Iterative predictions

wc4 · September 27, 2023, 2:13pm

Hello,

I have a numpyro model based on time series data where each prediction depends on the previous one (i.e. the prediction at t_i is an input feature at time t_{i+1}). To be more precise, we predict the number of sold goods pr day and the number of remaining goods is a feature.

Is there a method to speed up the computation of future data using Jax / Numpyro compared to my current approach which is basically a (slow) Python for-loop.

I more or less do (in Python pseudo code):

f_predictive = Predictive(
    model,
    guide=guide,
    params=svi_result.params,
    num_samples=n_samples,
    return_sites=return_sites,
    parallel=parallel,
)

N = 100
for i in range(N):
    posterior = f_predictive(
        rng_key,
        x=x,
        **kwargs,
    )
    mean_obs = posterior["obs"].mean(axis=0)

    result[:, i] = mean_obs
    x[:, -1] = max_goods - mean_obs

Let me know if you need a proper MWE, but now I just need guidance on the right direction to look with Jax / Numpyro.

Thanks a lot!

martinjankowiak · September 27, 2023, 3:22pm

can you please be more specific? where is there i dependence besides result indexing?

wc4 · September 27, 2023, 6:17pm

I update the input x. So the last column in x is basically the number of available goods at time t and as time move on, we sell more and more, decreasing this value. And the issue is that the model is trained on the number of available goods, so if we want to predict the next 10 time steps, we have to:

First compute the predicted number of sold goods at time t (the posterior)
Subtract this number in the last column of x
Compute the new number of sold goods at time t+1
Subtract this number from x
and so on

So I cannot compute the full input matrix (or dataframe) x and just compute the predictions at once, because they all depend on the previous predictions.

I am sorry I wasn’t more clear before, I hope this helped clear it up a bit

martinjankowiak · September 27, 2023, 6:37pm

but you only run SVI inference once?

HughMcDougallAstro · September 28, 2023, 1:31am

This almost sounds like some kind of autoregressive process, which you can model with multivariate distributions, the specific CAR distribution, or by using an external package like tinygp. Could you write the model in mathematical form, even briefly?

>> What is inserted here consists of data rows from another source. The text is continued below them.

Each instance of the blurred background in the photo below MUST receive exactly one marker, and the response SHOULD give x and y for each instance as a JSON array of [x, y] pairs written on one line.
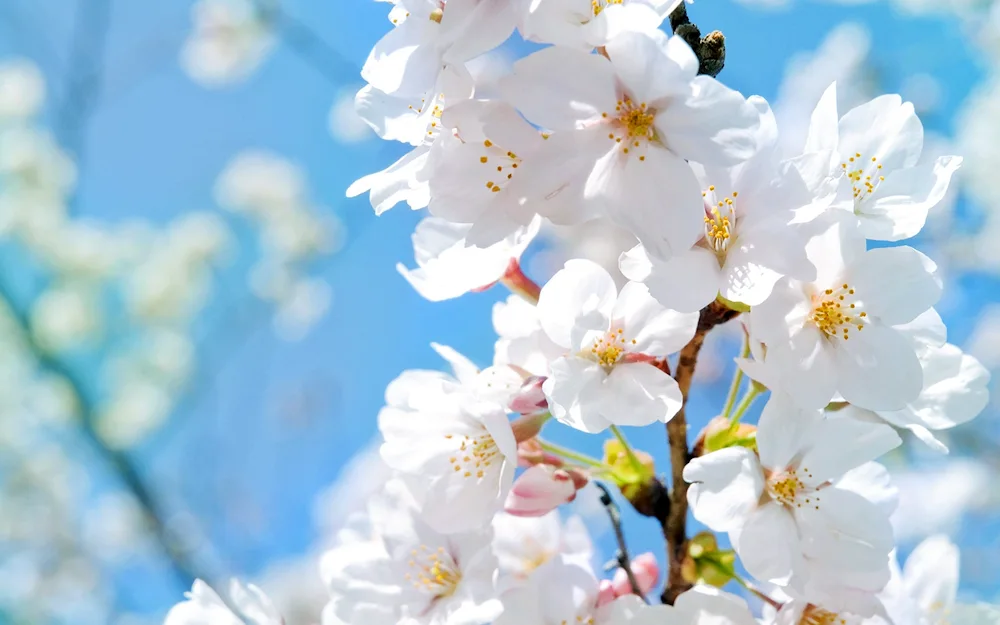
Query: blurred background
[[196, 327]]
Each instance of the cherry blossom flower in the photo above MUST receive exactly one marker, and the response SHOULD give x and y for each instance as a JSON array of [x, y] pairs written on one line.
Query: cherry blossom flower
[[748, 242], [607, 375], [786, 510], [875, 148], [448, 266], [523, 544], [203, 605], [836, 334], [432, 35], [589, 24], [624, 133], [408, 573]]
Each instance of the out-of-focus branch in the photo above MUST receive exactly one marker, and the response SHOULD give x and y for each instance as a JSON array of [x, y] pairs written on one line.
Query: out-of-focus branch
[[119, 462], [85, 74], [675, 529], [710, 49]]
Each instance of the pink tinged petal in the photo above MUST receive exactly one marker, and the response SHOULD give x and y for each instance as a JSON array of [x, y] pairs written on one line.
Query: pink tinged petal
[[783, 431], [839, 444], [930, 574], [706, 605], [877, 369], [638, 394], [576, 302], [886, 128], [726, 487], [400, 63], [572, 389], [687, 282], [895, 283], [547, 89], [643, 65], [823, 130], [768, 543], [655, 330], [711, 124], [657, 199], [397, 183], [808, 367], [898, 208], [539, 490]]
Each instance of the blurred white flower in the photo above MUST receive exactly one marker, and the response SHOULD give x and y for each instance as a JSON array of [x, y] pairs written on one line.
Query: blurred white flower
[[66, 315], [229, 41], [22, 90]]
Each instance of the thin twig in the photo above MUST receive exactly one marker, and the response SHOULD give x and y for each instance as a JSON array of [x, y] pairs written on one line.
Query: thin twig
[[675, 529], [624, 562]]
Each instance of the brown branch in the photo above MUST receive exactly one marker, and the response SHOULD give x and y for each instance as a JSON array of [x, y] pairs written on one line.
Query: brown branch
[[710, 49], [675, 528]]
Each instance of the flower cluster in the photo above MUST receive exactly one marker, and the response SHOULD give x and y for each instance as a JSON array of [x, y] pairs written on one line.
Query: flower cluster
[[613, 120]]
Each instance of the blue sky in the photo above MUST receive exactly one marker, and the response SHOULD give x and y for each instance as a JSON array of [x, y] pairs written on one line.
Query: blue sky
[[279, 419]]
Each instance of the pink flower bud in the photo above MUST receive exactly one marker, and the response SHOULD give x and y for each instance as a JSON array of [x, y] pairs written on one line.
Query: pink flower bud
[[530, 399], [646, 572], [539, 490]]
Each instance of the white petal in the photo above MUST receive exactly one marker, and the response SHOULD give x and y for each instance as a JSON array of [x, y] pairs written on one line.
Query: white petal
[[877, 369], [657, 331], [547, 89], [895, 283], [638, 394], [726, 486], [899, 207], [577, 300], [573, 390]]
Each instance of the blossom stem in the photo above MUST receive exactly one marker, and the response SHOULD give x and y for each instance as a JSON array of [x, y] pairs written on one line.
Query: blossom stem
[[624, 561], [632, 458], [520, 284], [745, 403], [569, 454], [675, 528], [734, 388]]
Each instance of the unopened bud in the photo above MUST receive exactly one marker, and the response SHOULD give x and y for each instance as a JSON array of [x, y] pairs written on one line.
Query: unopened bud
[[720, 433], [705, 563], [541, 489]]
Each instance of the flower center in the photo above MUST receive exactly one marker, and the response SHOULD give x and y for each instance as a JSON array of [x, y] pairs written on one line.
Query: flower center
[[837, 311], [600, 5], [433, 572], [787, 488], [818, 616], [475, 454], [610, 348], [504, 163], [863, 174], [631, 125], [720, 221]]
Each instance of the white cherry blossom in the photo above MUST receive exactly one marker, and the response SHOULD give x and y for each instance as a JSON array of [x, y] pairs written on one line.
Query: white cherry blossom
[[455, 451], [589, 24], [748, 243], [787, 513], [874, 150], [408, 573], [626, 131], [836, 334], [432, 35], [611, 339], [448, 266], [203, 605]]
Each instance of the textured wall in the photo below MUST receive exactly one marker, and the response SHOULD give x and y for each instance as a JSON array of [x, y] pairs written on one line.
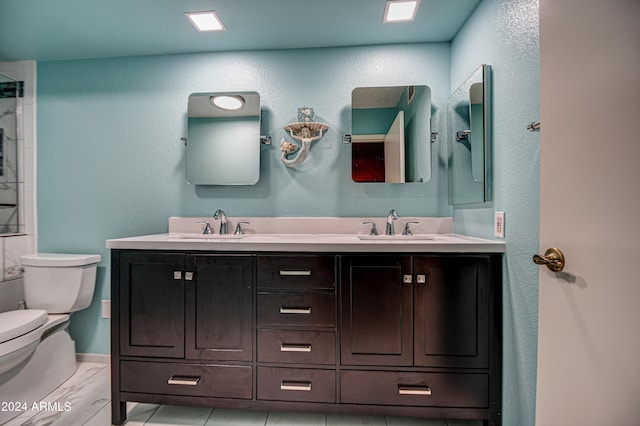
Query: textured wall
[[111, 163], [505, 35]]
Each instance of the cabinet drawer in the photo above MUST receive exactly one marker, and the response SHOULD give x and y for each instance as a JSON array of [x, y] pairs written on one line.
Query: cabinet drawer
[[304, 347], [417, 389], [297, 309], [296, 384], [296, 272], [223, 381]]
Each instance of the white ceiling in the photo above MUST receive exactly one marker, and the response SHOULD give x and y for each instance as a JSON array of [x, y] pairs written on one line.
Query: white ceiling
[[46, 30]]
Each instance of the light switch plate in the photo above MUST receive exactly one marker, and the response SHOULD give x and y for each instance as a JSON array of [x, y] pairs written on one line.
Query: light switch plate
[[499, 225]]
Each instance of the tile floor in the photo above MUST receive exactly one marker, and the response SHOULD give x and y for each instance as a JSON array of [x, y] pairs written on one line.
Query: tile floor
[[84, 400]]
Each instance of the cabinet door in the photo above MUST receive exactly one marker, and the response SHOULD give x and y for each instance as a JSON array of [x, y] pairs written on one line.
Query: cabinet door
[[152, 304], [219, 307], [452, 311], [377, 310]]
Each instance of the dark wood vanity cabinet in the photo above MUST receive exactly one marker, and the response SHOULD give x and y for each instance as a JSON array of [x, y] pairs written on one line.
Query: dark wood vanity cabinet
[[389, 334]]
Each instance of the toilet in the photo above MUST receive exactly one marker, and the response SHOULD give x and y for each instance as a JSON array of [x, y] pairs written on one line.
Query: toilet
[[37, 353]]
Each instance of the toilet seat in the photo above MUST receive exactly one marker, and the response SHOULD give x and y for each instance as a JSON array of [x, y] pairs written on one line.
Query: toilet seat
[[16, 323]]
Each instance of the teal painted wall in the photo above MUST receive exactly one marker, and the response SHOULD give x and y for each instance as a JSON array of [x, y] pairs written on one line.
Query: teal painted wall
[[111, 163], [505, 35]]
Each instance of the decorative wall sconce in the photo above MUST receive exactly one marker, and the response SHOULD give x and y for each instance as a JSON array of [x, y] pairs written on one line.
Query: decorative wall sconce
[[306, 131]]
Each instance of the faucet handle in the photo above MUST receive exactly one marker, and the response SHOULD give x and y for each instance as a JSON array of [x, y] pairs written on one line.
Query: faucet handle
[[207, 228], [239, 230], [407, 229], [374, 229]]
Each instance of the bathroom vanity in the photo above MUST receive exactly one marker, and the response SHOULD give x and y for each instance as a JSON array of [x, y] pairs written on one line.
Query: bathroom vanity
[[337, 323]]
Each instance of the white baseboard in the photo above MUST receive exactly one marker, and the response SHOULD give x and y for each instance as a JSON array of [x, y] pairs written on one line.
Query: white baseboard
[[101, 358]]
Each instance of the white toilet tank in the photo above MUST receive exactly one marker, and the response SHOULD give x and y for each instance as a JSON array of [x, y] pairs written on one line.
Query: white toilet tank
[[59, 283]]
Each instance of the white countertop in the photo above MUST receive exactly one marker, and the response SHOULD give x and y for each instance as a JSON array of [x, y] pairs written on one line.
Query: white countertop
[[336, 243]]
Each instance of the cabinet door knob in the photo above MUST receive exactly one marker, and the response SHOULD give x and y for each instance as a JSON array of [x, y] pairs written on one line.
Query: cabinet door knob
[[291, 347], [296, 386], [183, 380], [288, 273], [295, 311]]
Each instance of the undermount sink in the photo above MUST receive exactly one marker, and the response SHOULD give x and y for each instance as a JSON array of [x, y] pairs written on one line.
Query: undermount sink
[[396, 237], [207, 237]]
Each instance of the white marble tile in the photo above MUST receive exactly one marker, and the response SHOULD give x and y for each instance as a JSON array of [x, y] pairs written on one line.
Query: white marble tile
[[414, 421], [86, 393], [349, 420], [230, 417], [101, 418], [296, 419], [167, 415], [139, 413]]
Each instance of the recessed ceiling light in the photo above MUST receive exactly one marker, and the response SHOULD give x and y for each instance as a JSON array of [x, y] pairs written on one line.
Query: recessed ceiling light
[[227, 102], [206, 21], [400, 10]]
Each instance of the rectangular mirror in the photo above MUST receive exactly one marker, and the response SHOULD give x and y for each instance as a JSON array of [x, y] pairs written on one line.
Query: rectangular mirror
[[223, 140], [469, 139], [391, 134]]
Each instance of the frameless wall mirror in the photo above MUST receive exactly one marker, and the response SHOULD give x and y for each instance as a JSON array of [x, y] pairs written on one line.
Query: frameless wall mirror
[[223, 140], [469, 139], [391, 134]]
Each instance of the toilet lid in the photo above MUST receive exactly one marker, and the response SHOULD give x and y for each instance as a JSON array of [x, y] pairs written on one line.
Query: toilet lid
[[17, 323]]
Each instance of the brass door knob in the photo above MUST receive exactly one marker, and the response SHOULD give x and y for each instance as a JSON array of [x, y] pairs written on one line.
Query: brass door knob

Alternately, the svi and MCMC .run() triggers take the model inputs as an argument, so you could call them recursively in that way.

wc4 · September 28, 2023, 5:21am

Yeah, I just run / train the SVI once. My issue is solely with predictions, not training, since I can easily fit the model back in time.

wc4 · September 28, 2023, 5:54am

Thanks for your reply!

Yeah, so we have different products with certain features, e.g. product category, weight, and so on. These are “constant” in the sense that they do not change over time. Then we also have the number of sold products at time t as a feature, which obviously change over time (and is the last column in the X described above). Historically, we know the price of the product and the amount sold.

We assume a specific demand function, eg. an exponential demand: D(P|D_0, \beta) = D_0 \exp(-\beta P) where D is the demand (i.e. sold products) and P is the price.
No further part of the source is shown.